Gonçalves da Silva lamenta “a confusão lançada sobre os contratos a termo” que considera “um importante instrumento na criação de emprego, como atestam os dados do INE” (Instituto Nacional de Estatísticas).
“A formação devia ter sido reforçada” e o contrário “é um mau sinal”, por exemplo, nos contratos a termo, “onde devia haver uma aposta e não uma atenuação”.
Na contratação colectiva “continua a forte presença do Estado, quando devia ser dada maior responsabilidade aos parceiros”, ou seja, às empresas e sindicatos, até porque se trata de “um dos mais importantes instrumentos de flexibilidade do trabalho”.
O professor de Direito de Trabalho na Universidade Católica do Porto e ex-membro da Comissão do Livro Branco, Júlio Gomes, defende, por seu turno, que “esta não é uma reforma moderna” pois não trata determinados assuntos como o “trabalho equiparado”.
O jurista referiu o caso dos trabalhadores independentes (recibos verdes), que não têm dependência jurídica de uma empresa e, por isso, não têm determinados direitos na área social, como férias ou licença de maternidade.
Explicou que, em vários países da Europa este tipo de trabalhadores têm uma equiparação a um contrato de trabalho desde que exista dependência económica de uma entidade ou empresa.
Para o professor universitário e ex-membro da Comissão para o Livro Branco, António Casimiro Ferreira, esta reforma “deixa de lado um conjunto de elementos que deviam estar em articulação com o Código do Processo do Trabalho”, como mecanismos de protecção social, políticas de formação e de qualificaçãos dos trabalhadores, mas também a fiscalização de normas laborais (para tornar o direito do trabalhador mais efectivo).
Em declarações à agência Lusa, Casimiro Ferreira salientou ainda que ainda não foi analisado o impacto desta legislação na actividade dos tribunais, tanto no que respeita aos juízes como ao Ministério Público.
Por outro lado, defende que a proposta para o Código do Trabalho “não promove a negociação colectiva”, assistindo-se ao acentuar do individualismo no contrato de trabalho o que vai “precarizar ainda mais o movimento sindical“.
Tal como outros especialistas, Casimiro Ferreira salienta o alargamento do período experimental que considera levar a uma facilidade de contratar e despedir, “sem regras de restrição”, defendendo que o que está em causa é o custo do trabalho.
Por isso, para Casimiro Ferreira, este é um Código de Trabalho “favorável a empresas cuja actividade assenta em mão-de-obra pouco qualificada“, sublinhando que “as boas empresas não precisam deste Código”.
Quanto à competitividade e produtividade, Casimiro Ferreira considera que “não se resolvem no Código de Trabalho”.
“Há falta de boas práticas, mas não há responsabilização [nos casos] de más práticas empresariais”, acrescenta.

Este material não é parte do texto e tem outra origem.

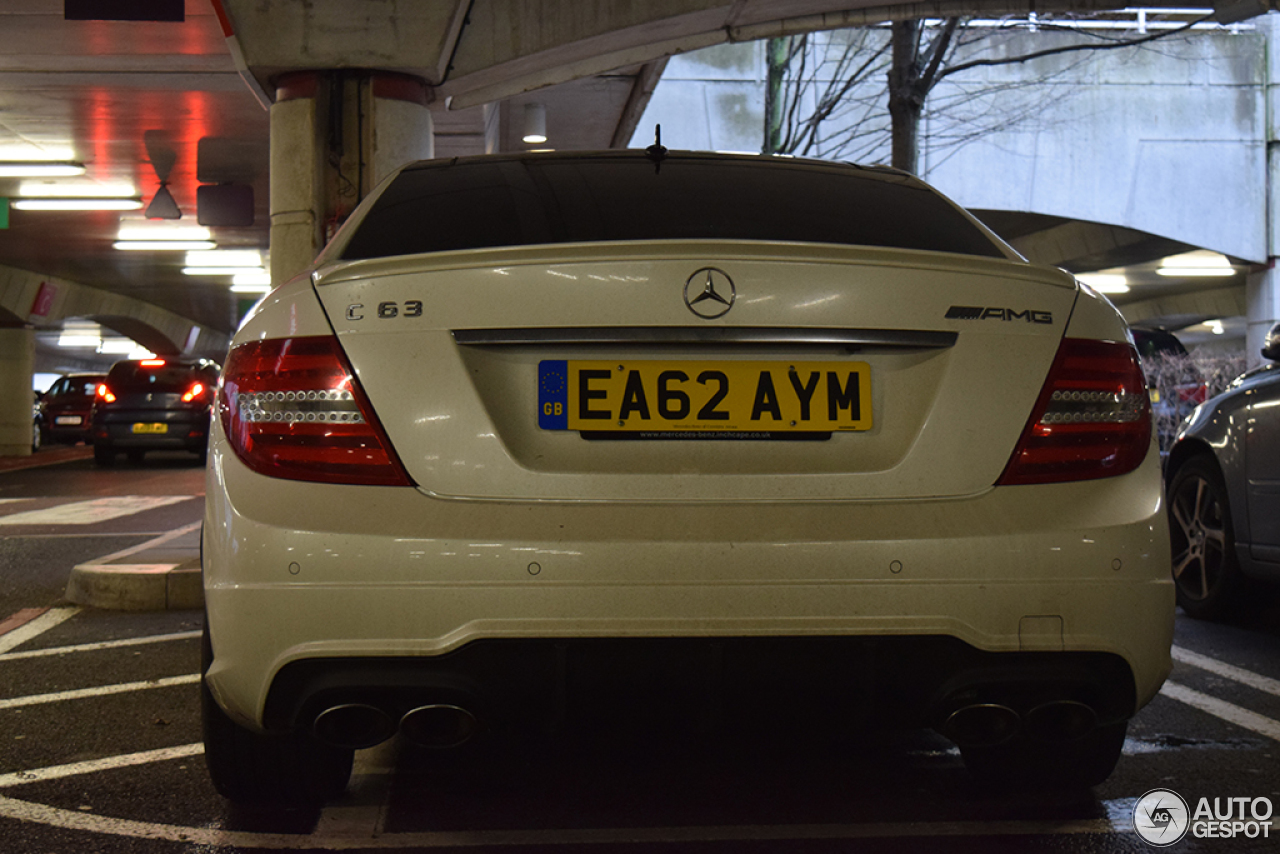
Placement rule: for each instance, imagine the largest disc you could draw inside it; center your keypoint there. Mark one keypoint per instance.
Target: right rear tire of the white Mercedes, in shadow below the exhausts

Já Gonçalves da Silva defende que o Código “dá passos importantes” no sentido da competitividade, como a flexibilização e a simplificação na relação com as entidades públicas. Mas na produtividade, segue a opinião de Casimiro Ferreira e defende que “é um erro eleger o Código de Trabalho como instrumento que vai resolver os problemas da produtividade”, embora seja um dos elementos que pode dar uma contribuição.

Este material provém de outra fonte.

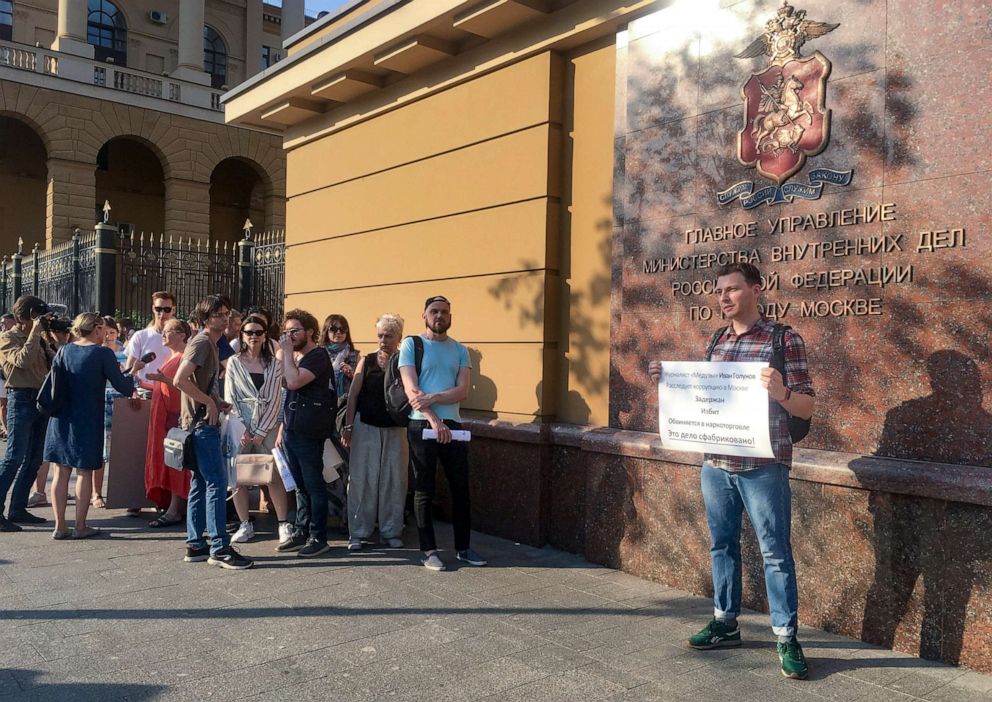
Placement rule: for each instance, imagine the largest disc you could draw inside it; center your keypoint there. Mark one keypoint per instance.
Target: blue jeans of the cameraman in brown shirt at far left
(26, 428)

Para o jurista, Manuel Cavaleiro Brandão, a proposta governamental é “no geral, uma proposta positiva” mas precisa de corrigir “alguns lapsos”. “O texto em discussão “é técnicamente mais evoluído e refinado mas apresenta ainda uma série de dificuldades substantivas que carecem de rectificação”, disse o professor, que integrou a Comissão do Livro Branco das Relações de Trabalho.
Cavaleiro Brandão lembrou
à Lusa que o texto do Código do Trabalho foi integralmente redefinido, acabando por integrar “algumas alterações que não foram desejadas por ninguém”. “Julgo que há a intenção de rectificar esses lapsos”, disse.